Das grässliche Schnarchen neben ihm sagte ihm, dass der andere Reisende, mit dem er das Zimmer teilte, noch immer tief und fest schlief. Die Sonne blitzte gerade am Horizont auf, und in ein paar Stunden würde er wieder beim Berg sein.

»Sebastian«, sagte eine Stimme, und er schaute in die Richtung, aus der sie gekommen war.

Sie war immer noch da.

»Träume ich? Wayren?«

»Ich bin da. Ich bin hergekommen, um dir Glück zu wünschen und dir meinen Segen zu geben.«

Er nickte. Ob es nun ein Traum war oder nicht, er spürte, wie ihn Zufriedenheit durchströmte.

Wayrens Gegenwart hatte ihm früher immer Unbehagen bereitet, als er wusste, dass er seiner Berufung nicht folgte oder seine Pflicht tat. Jetzt war ihre Gegenwart — ob nun real oder doch nur ein Traum — wie eine Art Lob, Zuspruch und Segen.

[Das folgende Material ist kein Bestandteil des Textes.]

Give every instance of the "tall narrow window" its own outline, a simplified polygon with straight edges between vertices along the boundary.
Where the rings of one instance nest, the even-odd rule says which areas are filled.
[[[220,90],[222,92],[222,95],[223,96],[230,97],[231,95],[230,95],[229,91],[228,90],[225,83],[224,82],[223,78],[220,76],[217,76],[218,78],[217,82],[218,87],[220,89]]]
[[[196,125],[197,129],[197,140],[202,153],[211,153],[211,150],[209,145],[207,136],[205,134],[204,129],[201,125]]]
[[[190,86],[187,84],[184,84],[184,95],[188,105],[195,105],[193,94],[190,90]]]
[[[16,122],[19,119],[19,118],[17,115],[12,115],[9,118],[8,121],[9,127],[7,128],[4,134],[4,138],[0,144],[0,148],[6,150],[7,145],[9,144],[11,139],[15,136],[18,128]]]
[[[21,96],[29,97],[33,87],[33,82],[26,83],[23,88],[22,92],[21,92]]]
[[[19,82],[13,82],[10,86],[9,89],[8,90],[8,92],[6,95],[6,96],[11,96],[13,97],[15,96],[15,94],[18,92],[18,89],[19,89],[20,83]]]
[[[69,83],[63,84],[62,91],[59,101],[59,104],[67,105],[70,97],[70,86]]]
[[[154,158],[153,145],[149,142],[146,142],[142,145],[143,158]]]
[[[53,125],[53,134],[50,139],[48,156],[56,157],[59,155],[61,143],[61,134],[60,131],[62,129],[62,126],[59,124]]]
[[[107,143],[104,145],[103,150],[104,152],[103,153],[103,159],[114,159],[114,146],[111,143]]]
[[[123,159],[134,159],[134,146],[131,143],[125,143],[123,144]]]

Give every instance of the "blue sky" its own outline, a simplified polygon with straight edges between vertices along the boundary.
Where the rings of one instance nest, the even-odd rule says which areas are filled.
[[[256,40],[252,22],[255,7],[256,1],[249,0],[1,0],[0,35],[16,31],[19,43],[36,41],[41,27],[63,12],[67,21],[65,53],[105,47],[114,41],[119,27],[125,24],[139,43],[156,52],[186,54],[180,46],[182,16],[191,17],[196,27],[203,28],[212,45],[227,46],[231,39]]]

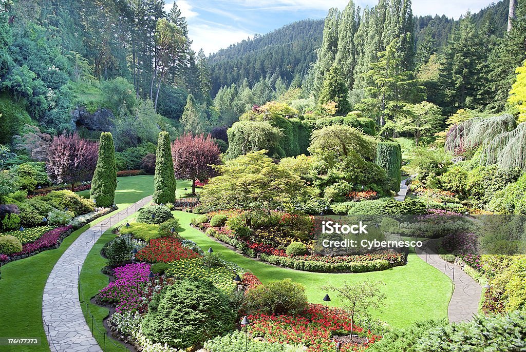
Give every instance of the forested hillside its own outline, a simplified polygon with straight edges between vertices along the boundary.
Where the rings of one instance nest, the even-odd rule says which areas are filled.
[[[300,82],[316,60],[323,28],[322,20],[298,21],[210,55],[213,96],[245,78],[251,85],[267,76],[281,77],[287,84],[295,78]]]

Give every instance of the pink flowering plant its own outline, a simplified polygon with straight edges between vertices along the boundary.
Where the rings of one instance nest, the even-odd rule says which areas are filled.
[[[148,301],[150,265],[144,263],[130,264],[116,268],[115,281],[99,291],[98,300],[101,303],[116,304],[118,313],[145,312]]]

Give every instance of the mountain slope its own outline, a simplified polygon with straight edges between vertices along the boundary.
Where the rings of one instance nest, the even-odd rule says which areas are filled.
[[[287,83],[302,78],[316,61],[321,44],[322,19],[294,22],[264,35],[243,40],[212,54],[212,95],[221,87],[240,82],[250,85],[261,77],[277,74]]]

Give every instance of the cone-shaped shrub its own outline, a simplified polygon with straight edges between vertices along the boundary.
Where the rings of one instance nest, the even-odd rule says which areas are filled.
[[[154,202],[157,204],[174,203],[177,184],[174,173],[170,137],[167,132],[159,133],[155,175],[154,176]]]
[[[112,206],[115,200],[117,188],[117,167],[115,166],[115,147],[113,137],[109,132],[103,132],[99,141],[98,160],[92,180],[91,199],[101,208]]]
[[[380,142],[376,150],[376,163],[386,171],[389,179],[389,189],[400,191],[402,181],[402,150],[394,142]]]

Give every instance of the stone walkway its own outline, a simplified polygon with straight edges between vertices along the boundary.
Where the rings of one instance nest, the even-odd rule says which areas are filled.
[[[87,253],[105,231],[151,201],[141,199],[84,231],[62,254],[44,290],[42,319],[53,352],[102,352],[88,327],[78,297],[78,274]]]
[[[407,181],[407,179],[402,180],[402,182],[400,183],[400,191],[398,192],[398,194],[394,197],[394,199],[397,201],[403,202],[403,200],[406,199],[407,190],[409,188],[409,186],[406,184],[406,181]]]
[[[436,243],[434,240],[429,240],[427,252],[417,249],[417,254],[422,260],[447,275],[454,284],[451,300],[448,307],[449,321],[469,321],[479,311],[482,287],[460,266],[448,263],[436,254],[434,251]]]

»Außerdem bin ich hier, um dir das hier zu geben. Trage ihn und leg ihn nicht ab, dann wird er helfen.«

Etwas Silbernes blitzte im trüben Licht auf und fiel neben ihm aufs Bett. Ein schwerer Ring aus Silber, in den ein daumen-nagelgroßer Granat eingelegt war.

»Wofür ist der?«

»Er wird dir helfen, dein Ziel nicht aus den Augen zu verlieren und in Momenten der Schwäche Stärke zu bewahren. Mehr kann ich nicht tun. Alles andere liegt bei dir.«

Er nahm den Ring und steckte ihn auf den Mittelfinger seiner linken Hand. »Danke.« Dann sah er sie an. »Und danke für Rosamundes Papiere. Sie haben mich hierher geführt.«

»Ich wusste, dass sie das tun würden.« Sie nickte, und ihr blondes Haar bewegte sich dabei. Sie zögerte kurz, dann spürte er den Hauch einer Berührung auf seiner Hand. Immer noch wusste er nicht, ob das alles real war oder er es sich nur einbildete. »Du wirst es schaffen, Sebastian Vioget.«

Und dann wachte er auf.

Der silberne Ring steckte auf seinem Finger, die Sonne war gerade hinter dem Horizont hervorgekommen... und er war bereit, den letzten Tag seines Lebens anzutreten.

Zwei Stunden später stand Sebastian vor der Felsspalte, die in Liliths Unterschlupf führte.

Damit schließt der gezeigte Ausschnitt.